### Discrete Time Fourier Transform Definition

Let us now consider aperiodic signals. We will derive spectral representations for them just as we did for aperiodic CT signals.

Consider an aperiodic DT signal $x[n]$ with non-zero between $N_1$ & $N_2$

Let us artificially define a periodic signal by repeating $x[n]$: $\hat{x}[n] \begin{cases} x[n], & N_1 \leq n < N_1 + N - 1 \\ x[n+N], & in general \end{cases}$

We can now express the periodic signal $\hat{x}[n]$ as a DTFS: $\hat{x}[n] = \sum_{k = 0}^{N-1} a_k e^{\frac{j 2 \pi n k}{N}}$ $a_k = \frac{1}{N} \sum_{n = \text{<}N \text{>}}^{} \hat{x}[n] e^{-\frac{j 2 \pi k n}{N}}, \text{ for any "N" period}$

If we include the specific cycle that includes $(N_1,N_2)$ we can write: $a_k = \frac{1}{N} \sum_{n= \text{<}N \text{>}}^{} x[n] e^{\frac{j 2 \pi k n}{N}}$ As we noted in the CT case $a_k$ does not tell us anything about the frequency. We would like to indicate the frequency in the representation.

A sidenote on frequency

In CT signals, the notion of frequency is well defined, since the notion of time (or space, in the case of spatial frequency) is defined.

The DT signals, all we have is a series of numbers. There is no notion of "time" since there is no explicit mapping from indices to time. So we can no longer talk about radians "per second."
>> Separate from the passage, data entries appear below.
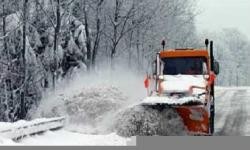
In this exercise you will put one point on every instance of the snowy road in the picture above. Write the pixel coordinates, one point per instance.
(232, 112)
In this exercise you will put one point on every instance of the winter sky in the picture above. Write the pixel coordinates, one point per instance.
(218, 14)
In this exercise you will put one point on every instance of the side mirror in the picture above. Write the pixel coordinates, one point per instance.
(216, 67)
(161, 77)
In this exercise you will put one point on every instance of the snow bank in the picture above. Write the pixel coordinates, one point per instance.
(90, 102)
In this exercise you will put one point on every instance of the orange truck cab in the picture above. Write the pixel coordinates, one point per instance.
(187, 77)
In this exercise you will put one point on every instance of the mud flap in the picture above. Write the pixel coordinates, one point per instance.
(195, 118)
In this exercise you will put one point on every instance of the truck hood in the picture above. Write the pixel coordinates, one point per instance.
(182, 83)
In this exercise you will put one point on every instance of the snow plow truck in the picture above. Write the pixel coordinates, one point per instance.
(183, 80)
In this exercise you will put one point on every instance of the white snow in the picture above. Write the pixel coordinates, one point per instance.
(171, 101)
(62, 137)
(66, 138)
(182, 83)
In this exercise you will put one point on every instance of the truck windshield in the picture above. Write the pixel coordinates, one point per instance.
(186, 66)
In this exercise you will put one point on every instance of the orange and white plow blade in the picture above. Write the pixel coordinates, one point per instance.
(195, 118)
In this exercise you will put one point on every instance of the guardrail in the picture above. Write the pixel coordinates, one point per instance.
(32, 128)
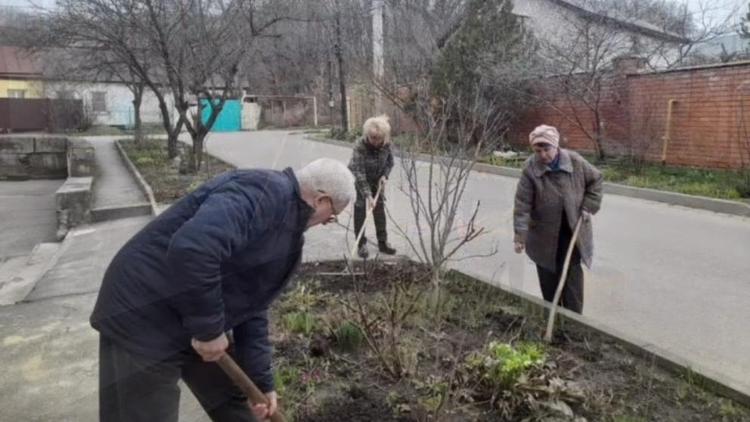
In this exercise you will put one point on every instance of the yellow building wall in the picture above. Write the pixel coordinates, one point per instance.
(34, 89)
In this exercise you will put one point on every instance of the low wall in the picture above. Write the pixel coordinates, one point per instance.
(33, 157)
(73, 204)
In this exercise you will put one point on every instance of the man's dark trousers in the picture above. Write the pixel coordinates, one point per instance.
(136, 389)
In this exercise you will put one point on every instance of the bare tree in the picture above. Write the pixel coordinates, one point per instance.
(437, 168)
(189, 50)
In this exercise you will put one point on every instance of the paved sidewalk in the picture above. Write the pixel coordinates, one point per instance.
(114, 187)
(669, 276)
(49, 351)
(28, 215)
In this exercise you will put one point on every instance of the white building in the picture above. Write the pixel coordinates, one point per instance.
(109, 103)
(578, 28)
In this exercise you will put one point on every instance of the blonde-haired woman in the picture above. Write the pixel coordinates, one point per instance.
(371, 162)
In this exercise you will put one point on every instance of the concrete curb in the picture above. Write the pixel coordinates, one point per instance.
(672, 198)
(705, 377)
(145, 188)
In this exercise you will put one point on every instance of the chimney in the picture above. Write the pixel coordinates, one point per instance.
(626, 65)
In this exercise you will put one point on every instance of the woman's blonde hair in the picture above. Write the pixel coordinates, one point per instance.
(378, 126)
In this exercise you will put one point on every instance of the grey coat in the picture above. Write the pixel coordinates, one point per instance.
(541, 197)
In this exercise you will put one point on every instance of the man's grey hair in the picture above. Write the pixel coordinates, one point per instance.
(329, 176)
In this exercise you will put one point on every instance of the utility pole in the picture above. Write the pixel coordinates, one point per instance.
(331, 102)
(338, 47)
(377, 52)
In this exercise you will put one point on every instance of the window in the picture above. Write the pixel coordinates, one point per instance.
(98, 101)
(65, 95)
(16, 93)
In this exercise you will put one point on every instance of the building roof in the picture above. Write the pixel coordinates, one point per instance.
(15, 63)
(631, 24)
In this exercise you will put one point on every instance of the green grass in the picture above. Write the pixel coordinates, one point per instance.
(702, 182)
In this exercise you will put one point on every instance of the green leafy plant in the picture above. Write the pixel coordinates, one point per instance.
(502, 365)
(301, 323)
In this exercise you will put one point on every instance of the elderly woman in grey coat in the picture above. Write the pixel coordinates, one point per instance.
(557, 187)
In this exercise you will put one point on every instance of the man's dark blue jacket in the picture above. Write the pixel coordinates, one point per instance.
(212, 262)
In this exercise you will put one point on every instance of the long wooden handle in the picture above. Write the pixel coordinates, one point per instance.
(241, 380)
(563, 279)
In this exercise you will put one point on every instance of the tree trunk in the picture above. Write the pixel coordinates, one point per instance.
(137, 100)
(196, 159)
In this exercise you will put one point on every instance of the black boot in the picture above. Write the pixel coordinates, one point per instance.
(362, 251)
(386, 248)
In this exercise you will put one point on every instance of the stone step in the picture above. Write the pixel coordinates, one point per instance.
(117, 212)
(19, 275)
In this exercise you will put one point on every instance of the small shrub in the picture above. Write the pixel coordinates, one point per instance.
(285, 377)
(349, 336)
(502, 365)
(300, 323)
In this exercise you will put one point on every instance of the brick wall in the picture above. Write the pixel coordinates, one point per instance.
(710, 124)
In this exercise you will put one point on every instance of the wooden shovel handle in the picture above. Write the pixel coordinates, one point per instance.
(367, 217)
(561, 283)
(241, 380)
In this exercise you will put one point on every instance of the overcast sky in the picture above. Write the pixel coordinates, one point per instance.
(718, 9)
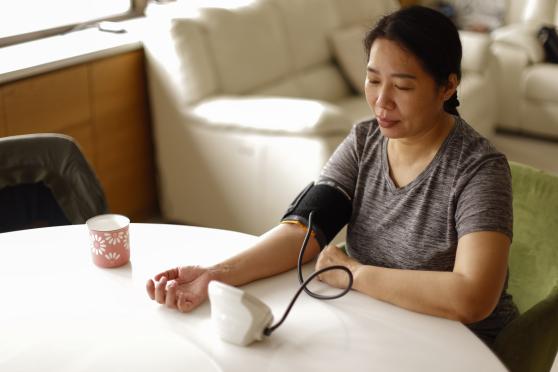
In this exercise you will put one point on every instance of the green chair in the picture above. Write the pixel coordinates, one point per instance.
(530, 342)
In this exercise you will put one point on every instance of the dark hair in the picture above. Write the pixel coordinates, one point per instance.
(428, 35)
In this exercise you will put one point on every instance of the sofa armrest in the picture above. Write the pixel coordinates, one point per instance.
(511, 63)
(522, 36)
(271, 115)
(476, 51)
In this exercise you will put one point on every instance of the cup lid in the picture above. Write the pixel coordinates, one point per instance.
(107, 222)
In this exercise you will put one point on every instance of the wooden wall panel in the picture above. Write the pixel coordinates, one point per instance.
(2, 114)
(124, 147)
(103, 105)
(48, 103)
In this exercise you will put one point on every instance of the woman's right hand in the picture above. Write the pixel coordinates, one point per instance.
(183, 288)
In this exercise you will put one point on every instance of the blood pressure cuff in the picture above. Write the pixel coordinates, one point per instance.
(332, 208)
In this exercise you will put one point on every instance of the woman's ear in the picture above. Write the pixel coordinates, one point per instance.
(450, 87)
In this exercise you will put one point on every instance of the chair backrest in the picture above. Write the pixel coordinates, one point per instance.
(533, 259)
(55, 161)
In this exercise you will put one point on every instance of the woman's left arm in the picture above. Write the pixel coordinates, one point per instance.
(468, 294)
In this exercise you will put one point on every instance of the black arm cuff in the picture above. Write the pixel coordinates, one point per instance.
(332, 210)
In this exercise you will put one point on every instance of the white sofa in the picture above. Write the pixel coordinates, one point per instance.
(527, 86)
(249, 101)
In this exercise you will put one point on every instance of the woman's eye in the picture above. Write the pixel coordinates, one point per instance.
(403, 87)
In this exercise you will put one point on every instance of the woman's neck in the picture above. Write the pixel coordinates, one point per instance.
(422, 147)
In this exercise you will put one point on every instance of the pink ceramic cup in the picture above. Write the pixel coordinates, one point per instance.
(110, 240)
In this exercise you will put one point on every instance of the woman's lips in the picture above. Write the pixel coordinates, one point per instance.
(386, 123)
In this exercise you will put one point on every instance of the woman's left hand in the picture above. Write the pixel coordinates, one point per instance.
(332, 255)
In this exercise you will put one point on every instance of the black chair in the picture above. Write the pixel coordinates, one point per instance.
(46, 181)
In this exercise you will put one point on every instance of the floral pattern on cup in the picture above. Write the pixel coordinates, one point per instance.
(117, 237)
(98, 244)
(110, 242)
(112, 256)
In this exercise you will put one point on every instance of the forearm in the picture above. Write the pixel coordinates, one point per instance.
(444, 294)
(274, 252)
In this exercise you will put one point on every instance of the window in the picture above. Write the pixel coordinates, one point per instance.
(22, 20)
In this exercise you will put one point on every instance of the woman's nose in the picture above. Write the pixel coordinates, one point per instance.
(384, 100)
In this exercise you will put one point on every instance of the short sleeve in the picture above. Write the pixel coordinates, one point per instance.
(342, 167)
(486, 203)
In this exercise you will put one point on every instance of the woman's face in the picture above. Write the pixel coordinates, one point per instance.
(405, 99)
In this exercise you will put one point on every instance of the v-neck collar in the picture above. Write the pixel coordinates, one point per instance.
(426, 172)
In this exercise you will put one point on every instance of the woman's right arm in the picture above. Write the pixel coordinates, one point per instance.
(276, 251)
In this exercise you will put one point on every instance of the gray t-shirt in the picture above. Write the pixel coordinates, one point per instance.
(465, 188)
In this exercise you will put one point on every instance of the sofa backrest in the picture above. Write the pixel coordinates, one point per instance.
(275, 47)
(538, 11)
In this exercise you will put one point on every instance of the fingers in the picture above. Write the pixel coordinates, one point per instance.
(170, 299)
(169, 274)
(186, 303)
(150, 287)
(160, 290)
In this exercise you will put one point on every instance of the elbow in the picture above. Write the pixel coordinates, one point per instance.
(472, 311)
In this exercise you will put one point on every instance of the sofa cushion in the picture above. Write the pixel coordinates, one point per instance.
(540, 82)
(539, 11)
(365, 12)
(348, 49)
(321, 82)
(476, 50)
(195, 65)
(248, 45)
(522, 36)
(307, 24)
(275, 115)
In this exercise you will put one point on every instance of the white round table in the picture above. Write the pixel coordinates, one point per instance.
(59, 312)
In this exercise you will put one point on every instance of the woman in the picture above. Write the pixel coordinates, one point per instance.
(431, 220)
To state it differently, we knew that the spacing between samples is $\Delta t$ seconds, and we observed L cycles in k samples, the frequency would be $\frac{L}{k \Delta t}$ radians/sec.

But if $\Delta t$ is not known, we only have $\frac{L}{k} = \frac{L}{k \Delta T} \Delta T$

We are multiplying the time variable out. Dimensionality-wise, this variable becomes radians/sec x sec = radians

Returning to our problem. We have: $\hat{x}[n] = \sum_{k = 0}^{N-1} a_k e^{\frac{j 2 \pi n k}{N}}$ $a_k = \frac{1}{N} \sum_{n = 0}^{N-1} \hat{x}[n] e^{-\frac{j 2 \pi k n}{N}}$ Since $x[n]$ is 0 outside this range $a_k = \frac{1}{N} \sum_{-\infty}^{\infty} \hat{x}[n] e^{-\frac{j 2 \pi k n}{N}}$

Note $\frac{2 \pi k}{N}$ is a frequency term.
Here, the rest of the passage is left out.